Les « lois » de l’esprit

Les vendeurs d’appareils d’eye tracking ont beaucoup oeuvré ces dernières années pour nous faire accepter que la méthode scientifique pouvait nous aider à designer les interfaces.
A grands coups d’études spectaculaires, chiffres à l’appui, ils nous ont démontrées que nous lisons en « F », et que nous regardions les yeux des gens sur les photos.
Grand bien leur fasse.
La Science VS la Technique
Je ne vais pas ici remettre en question la valeur scientifique indiscutable de cet outil et des découvertes qui ont ou être réalisées grâce à lui.
Cependant, on peut se demander si découvrir des lois permet de les contrôler. Et surtout, dans quels cas. Nul doute que la découverte des lois physiques à autorisé les hommes à s’affranchir de la démarche proto-empirique (« par tatonnement », dirions nous). Et certainement, la compréhension des effets qui modifient nos comportements sont à la base de notre compréhension du fonctionnement de l’esprit humain. On guérit même certains troubles grâce à leur découverte.
Mais les sciences sont descriptives. Le physicien ne crée pas le réacteur nucléaire. C’est le technicien (ingénieur) qui tire parti des découvertes pour façonner une machine reproduisant certaines des lois.
Pour l’esprit, c’est encore plus radical : aucune reproduction n’est possible. On ne peut qu’assister au spectacle de l’esprit. Connaître les lois fondamentales de la perception humaine ne transforme pas un psychologue ou un neurologue en manipulateur des esprits. Tout au plus peut-on influencer, voire corriger par une longue répétition consentie.
Le fantasme du marketing scientifique
Le discours scientifique est très à la mode dans le marketing, notamment grâce à la mode du « neuromarketing ». Cette discipline toute neuve a envahi les labos de recherche des grandes entreprises et à même réussi à faire quelques découvertes. Mais toujours, elles sont restées à l’état de simples constats, dont l’utilité est restée en débat. Quel intérêt de découvrir que les clients de Kellog’s sont attirés par la couleur jaune du paquet ? N’en serait-il pas de même s’il était bleu ? Et s’ils préfèrent le jaune, est ce parce que c’est jaune ou parce qu’ils reconnaissent leur marque préférée à cette couleur ? On pourrait le vérifier, mais pas besoin d’eye tracking ou d’IRM. Rien de nouveau sous le soleil scientifique, rien de nouveau dans les promesses du marketing.
Appliquer les lois
Les bonimenteurs jouent sur une confusion et un argument d’autorité. Ce dernier affirme : « je suis scientifique, je suis légitime, et irréfutable par un non-scientifique ». Certes, mais puis-je me permettre de souligner la confusion qui est entretenue entre :
- D’une part le fait scientifique : l’eye-tracking permet de découvrir des lois générales de la vision humaine.
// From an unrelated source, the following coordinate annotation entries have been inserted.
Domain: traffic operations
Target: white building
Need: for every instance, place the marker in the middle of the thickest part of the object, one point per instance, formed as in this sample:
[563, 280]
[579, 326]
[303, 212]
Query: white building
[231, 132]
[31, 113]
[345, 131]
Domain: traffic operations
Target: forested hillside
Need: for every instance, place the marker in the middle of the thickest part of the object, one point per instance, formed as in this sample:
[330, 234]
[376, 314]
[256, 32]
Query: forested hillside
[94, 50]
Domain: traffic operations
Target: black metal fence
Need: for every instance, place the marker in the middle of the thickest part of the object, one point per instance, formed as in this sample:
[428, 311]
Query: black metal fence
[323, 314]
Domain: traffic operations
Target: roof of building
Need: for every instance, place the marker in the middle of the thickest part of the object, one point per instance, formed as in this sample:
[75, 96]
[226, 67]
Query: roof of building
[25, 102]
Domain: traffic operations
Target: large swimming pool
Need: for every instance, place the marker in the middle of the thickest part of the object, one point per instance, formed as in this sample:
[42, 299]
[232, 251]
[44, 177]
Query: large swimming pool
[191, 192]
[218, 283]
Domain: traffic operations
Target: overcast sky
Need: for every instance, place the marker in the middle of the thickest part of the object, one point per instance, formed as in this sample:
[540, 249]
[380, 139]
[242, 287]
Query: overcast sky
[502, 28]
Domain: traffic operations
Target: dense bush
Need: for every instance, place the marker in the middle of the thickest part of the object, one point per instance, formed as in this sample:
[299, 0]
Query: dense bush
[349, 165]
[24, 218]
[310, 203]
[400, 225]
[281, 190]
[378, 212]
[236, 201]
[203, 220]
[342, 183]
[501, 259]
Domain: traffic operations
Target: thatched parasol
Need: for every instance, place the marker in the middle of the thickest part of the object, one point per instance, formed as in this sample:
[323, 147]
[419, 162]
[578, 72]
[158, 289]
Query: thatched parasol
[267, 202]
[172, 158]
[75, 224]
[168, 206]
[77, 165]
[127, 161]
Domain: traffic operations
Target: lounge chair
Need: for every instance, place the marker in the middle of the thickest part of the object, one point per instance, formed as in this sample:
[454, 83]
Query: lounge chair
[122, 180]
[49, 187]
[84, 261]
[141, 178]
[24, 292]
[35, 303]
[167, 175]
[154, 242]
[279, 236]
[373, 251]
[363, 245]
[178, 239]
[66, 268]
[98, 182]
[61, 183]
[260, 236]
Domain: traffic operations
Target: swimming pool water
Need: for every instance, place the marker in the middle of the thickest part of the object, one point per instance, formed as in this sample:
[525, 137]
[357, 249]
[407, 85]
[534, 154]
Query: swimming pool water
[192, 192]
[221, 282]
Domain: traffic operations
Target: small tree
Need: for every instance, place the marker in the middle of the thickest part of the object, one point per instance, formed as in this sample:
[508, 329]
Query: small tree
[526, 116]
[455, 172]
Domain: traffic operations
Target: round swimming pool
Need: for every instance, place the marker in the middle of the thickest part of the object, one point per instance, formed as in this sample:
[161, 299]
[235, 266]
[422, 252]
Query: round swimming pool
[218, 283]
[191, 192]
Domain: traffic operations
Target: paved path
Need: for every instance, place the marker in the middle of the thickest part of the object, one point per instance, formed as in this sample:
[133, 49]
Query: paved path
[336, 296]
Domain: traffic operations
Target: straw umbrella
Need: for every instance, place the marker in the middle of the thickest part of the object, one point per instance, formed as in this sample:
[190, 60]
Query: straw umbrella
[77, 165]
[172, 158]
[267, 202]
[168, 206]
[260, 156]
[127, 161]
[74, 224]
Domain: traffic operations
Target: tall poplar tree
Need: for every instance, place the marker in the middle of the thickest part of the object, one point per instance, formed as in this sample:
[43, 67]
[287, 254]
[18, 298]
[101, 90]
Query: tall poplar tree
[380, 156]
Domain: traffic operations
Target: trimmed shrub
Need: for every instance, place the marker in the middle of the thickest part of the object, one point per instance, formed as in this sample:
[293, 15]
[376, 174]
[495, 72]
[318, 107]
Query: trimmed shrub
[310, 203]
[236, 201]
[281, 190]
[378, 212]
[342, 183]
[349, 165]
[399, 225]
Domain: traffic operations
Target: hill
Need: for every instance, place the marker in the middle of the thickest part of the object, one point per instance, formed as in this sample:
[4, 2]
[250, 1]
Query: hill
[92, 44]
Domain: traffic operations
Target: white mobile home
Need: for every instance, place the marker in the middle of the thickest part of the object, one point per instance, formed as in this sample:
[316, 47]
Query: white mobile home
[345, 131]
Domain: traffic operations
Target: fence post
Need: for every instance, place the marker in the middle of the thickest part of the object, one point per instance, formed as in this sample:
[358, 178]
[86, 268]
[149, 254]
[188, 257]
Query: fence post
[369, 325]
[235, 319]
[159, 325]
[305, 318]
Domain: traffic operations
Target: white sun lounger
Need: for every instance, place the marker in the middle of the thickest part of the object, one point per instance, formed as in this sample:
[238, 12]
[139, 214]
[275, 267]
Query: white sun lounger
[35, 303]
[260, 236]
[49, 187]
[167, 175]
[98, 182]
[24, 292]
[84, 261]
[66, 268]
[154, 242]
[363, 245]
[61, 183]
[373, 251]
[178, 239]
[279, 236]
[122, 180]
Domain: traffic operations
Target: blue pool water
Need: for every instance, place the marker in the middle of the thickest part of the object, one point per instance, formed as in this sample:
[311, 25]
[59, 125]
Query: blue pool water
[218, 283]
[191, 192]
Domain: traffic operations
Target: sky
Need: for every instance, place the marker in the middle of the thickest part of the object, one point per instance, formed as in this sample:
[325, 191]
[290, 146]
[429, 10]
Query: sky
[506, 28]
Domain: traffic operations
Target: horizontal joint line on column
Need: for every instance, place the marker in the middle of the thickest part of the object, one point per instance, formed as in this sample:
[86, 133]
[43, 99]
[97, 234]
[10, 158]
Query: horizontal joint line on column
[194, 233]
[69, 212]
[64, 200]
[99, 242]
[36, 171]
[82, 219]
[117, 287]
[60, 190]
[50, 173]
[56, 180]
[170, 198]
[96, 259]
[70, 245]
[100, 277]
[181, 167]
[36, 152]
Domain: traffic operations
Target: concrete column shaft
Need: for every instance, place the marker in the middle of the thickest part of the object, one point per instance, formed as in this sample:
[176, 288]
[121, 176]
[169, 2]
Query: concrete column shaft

- D’autre part la prédiction pseudo-scientifique : l’eye-tracking permet de garantir (prédire) des comportement particuliers.
Nul besoin d’être scientifique pour contester la dernière affirmation, qui est un problème de philosophie des sciences très vivace : les sciences descriptives sont dépendantes de l’observation, et leur description est partielle (même pour un positiviste, elle est partielle tant qu’elle n’est pas complète, ce qui est loin d’être le cas). L’eye tracking « marketing » peut au mieux édicter des lois particulières pour une interface particulière. Autant dire que de particulier en particulier on tombe dans le singulier, soit l’inverse du significatif.
Connaitre l’esprit humain ne sert-il donc à rien pour un designer ? Il est sûr qu’un doctorat en sciences cognitive n’est d’aucune aide pour devenir un designer, et qu’on ne peut juger de la qualité d’une interface que sur pièce, prototype ou produit fini. Cependant, les observations empiriques cumulées ont permis de connaître les grandes erreurs à éviter, et un le test utilisateur d’interfaces homme-machines par des observateurs qualifié a prouvé sa fiabilité pour améliorer le taux d’échecs.
Il est aujourd’hui criminel pour un designer web ou logiciel de ne pas connaitre ces sujets, c’est une question de culture générale, et de compétence.